But Iran poses a set of dynamic challenges. In one way or another, it touches upon all the turmoil of the region, it is at the center of oil and gas production and pricing, its leadership connects with political Islam the world over, and it has strengthening ties to Russia, India, China and Japan. 

Obama has pledged, as recently as last Jan. 11, to "engage" with Iran in a respectful way, which is certainly a change, at least in tone. But "engagement" is a malleable concept.  At this early stage of the Obama era, it's important to understand who might shape that engagement, who has responsibility for Iran in the State Department and how those people perceive the future contours of the U.S.-Iran relationship. 

And on that score, if the Washington rumor mill is correct, we are in for another dose of "get tough" diplomacy.  As Hillary Rodham Clinton said in her confirmation hearings to be Secretary of State, they intend to approach Iran's nuclear-development program "through diplomacy, through the use of sanctions, through creating better coalitions with countries that we believe also have a big stake in preventing Iran from becoming a nuclear weapon power, to try to prevent this from occurring."   

The core of that list and her statement that "all options are on the table" -- code for a military attack on Iran -- is coercion. It won't work, if by "work" we mean to make Iran bend to our will. It hasn't worked for three decades. And such a continuation of coercive policies could create even more dissonance in the relationship than at any time in the 30 years since the Islamic revolution. 

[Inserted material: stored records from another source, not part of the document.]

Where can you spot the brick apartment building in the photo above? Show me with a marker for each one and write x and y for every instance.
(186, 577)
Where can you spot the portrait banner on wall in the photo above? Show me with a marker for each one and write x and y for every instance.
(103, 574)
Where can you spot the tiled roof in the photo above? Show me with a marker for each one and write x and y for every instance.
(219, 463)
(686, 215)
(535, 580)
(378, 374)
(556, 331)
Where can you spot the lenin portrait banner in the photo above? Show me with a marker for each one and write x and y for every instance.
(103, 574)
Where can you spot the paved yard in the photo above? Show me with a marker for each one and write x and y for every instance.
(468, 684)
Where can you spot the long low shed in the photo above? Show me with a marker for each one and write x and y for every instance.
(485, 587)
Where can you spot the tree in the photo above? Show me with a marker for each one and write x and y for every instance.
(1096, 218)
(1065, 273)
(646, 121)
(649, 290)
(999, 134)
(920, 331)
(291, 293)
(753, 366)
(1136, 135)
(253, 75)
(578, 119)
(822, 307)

The gloom that is descending over many critics of Bush's catastrophic foreign policy stems from Obama's appointments and the indiscernible "change" agenda that such choices convey. Foreign policy has always been a tightly held portfolio, with few outside the small club of specialists chosen for major posts. But even within this small demographic, there are very sharp differences of skill, temperament and ideology. Once Clinton was named as secretary of state, it was certain that many of those who served in her husband's administration would be returning to government. But even that cohort, which was not particularly successful, had a wide range of temperaments and inclinations, from highly professional diplomats to craven political hacks and neoconservative ideologues.   

Particularly upsetting to growing numbers of policy analysts, former diplomats and liberal activists are the widespread rumors of who would take on the ultrasensitive posts managing affairs in the Middle East, the Persian Gulf and South Asia.

According to these reports, Dennis Ross would become a special envoy whose portfolio includes Iran, and possibly the entire region; Richard Holbrooke would take the special envoy slot for Afghanistan, Pakistan and India; and Richard Haass would take on the Israeli-Palestinian issue. 

Just after the inauguration, Holbrooke was announced for his rumored slot, and former Sen. George Mitchell, D-Maine, was given the job of addressing the Israeli-Palestinian imbroglio. By the end of the inauguration week, there was no official word on Ross. Holbrooke, Ross and Mitchell have been affiliated with groups that are overtly hostile to Iran, and it is that record of belligerence that has many who hope for a change of course wary.